Consequências do superávit
Apesar das conquistas fiscais, a população enfrenta aumentos de preços e tarifas de serviços públicos, causando tensões sociais. Os cortes afetaram o acesso a medicamentos e programas sociais, levando a protestos e repressão policial.
Javier Milei conseguiu reconstruir as reservas brutas do Banco Central e alcançou um superávit financeiro em janeiro e fevereiro, algo não visto desde 2011. De acordo com a economista Marina Dal Poggetto, “a estabilização da economia está superando as expectativas” iniciais, embora “questões sobre governabilidade” persistam.

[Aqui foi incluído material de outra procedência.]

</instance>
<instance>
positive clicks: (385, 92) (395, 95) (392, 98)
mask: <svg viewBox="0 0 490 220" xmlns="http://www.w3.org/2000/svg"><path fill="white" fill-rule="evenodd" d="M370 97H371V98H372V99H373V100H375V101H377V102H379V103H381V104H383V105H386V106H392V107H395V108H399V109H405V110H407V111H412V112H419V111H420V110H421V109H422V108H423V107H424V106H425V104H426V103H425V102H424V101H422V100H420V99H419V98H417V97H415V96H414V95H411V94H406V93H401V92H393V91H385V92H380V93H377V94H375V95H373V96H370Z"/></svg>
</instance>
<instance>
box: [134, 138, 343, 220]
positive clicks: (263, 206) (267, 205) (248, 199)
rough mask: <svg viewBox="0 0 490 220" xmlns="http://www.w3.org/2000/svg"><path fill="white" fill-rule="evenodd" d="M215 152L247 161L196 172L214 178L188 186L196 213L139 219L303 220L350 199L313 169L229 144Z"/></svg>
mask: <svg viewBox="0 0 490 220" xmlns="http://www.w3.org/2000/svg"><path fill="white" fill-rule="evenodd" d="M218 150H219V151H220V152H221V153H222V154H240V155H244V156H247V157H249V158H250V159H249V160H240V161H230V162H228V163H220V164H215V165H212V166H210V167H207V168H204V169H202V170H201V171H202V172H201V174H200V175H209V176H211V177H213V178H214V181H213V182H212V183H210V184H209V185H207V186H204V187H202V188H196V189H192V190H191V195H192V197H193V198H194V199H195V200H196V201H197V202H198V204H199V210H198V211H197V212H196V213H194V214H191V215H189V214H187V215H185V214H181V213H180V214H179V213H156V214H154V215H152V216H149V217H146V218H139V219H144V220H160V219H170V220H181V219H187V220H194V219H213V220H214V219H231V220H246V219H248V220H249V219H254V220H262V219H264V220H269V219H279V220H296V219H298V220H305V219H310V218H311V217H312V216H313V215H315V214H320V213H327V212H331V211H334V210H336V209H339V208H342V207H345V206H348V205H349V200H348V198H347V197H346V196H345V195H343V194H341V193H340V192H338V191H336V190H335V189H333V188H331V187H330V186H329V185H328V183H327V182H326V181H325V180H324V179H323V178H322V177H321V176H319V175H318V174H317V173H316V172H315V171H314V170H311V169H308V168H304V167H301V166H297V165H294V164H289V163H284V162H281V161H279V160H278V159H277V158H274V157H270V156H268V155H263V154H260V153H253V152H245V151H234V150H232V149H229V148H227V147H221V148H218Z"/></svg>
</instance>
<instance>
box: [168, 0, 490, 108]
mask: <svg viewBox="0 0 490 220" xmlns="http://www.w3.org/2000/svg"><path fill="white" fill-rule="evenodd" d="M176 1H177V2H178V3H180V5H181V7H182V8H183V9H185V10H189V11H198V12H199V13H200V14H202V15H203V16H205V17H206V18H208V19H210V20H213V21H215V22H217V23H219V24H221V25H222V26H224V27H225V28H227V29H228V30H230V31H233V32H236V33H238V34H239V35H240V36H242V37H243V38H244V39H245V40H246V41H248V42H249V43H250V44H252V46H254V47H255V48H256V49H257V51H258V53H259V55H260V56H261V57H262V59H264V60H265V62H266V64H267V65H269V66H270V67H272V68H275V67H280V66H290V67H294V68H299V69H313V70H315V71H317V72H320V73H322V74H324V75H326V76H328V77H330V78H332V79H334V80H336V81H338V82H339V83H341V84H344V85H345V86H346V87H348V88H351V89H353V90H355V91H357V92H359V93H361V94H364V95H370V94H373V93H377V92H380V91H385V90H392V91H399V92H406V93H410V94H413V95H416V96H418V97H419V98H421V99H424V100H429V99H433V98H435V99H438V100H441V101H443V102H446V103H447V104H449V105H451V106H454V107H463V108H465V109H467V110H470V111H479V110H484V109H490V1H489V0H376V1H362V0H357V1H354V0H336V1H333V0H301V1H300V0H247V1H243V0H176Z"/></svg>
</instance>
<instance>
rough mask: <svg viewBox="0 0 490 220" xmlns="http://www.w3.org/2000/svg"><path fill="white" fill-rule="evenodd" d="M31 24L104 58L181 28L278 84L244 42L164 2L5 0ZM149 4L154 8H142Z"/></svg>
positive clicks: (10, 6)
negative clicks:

Atualmente, Milei está em busca de reunir fundos de US$ 15 bilhões (R$ 74,8 bilhões) com o FMI e entidades privadas para eliminar os controles cambiais até meados do ano, o que tem causado mudanças no dólar. O presidente expressou otimismo em relação ao futuro, afirmando que as “pessoas sabem que estamos passando por um momento muito difícil, mas estão começando a ver uma saída”, disse durante uma entrevista à Rádio La Red.
Enquanto Milei mantém sua popularidade nas pesquisas, o impacto das medidas sobre a vida cotidiana dos argentinos permanece em debate.
Sociedade
No contexto do “ordenamento” promovido pelo governo, surge uma crescente tensão social alimentada por demissões, aumentos de preços e tarifas dos serviços públicos devido à remoção de subsídios. O aumento dos preços dos medicamentos, que superou em 40 pontos percentuais a inflação geral, segundo o G1, levou a uma queda significativa nas vendas, levando muitas pessoas a abandonarem seus tratamentos crônicos em favor das necessidades básicas, como alimentação.
Em fevereiro, enquanto a legislação “ómnibus” era debatida, milhares de pessoas protestaram diante do Congresso, sendo reprimidas pela polícia.
Além disso, a suspensão da entrega de alimentos a quase 40 mil cozinhas comunitárias gerou mais protestos, em um momento em que a pobreza afeta quase 60% da população. O governo justificou essa medida como parte de uma auditoria do sistema, visando fornecer assistência direta de maneira mais eficiente.
Os cortes também impactaram o orçamento das universidades, bem como o apoio estatal ao cinema e à pesquisa em ciência e tecnologia.
Relações Internacionais
Milei adotou uma postura inusitada em suas relações internacionais, voando em linhas comerciais com uma comitiva reduzida e destacando-se em eventos como o Fórum Econômico Mundial em Davos. Sua proximidade com líderes como Donald Trump e o Papa Francisco contrasta com sua suspensão da adesão da Argentina ao bloco dos Brics.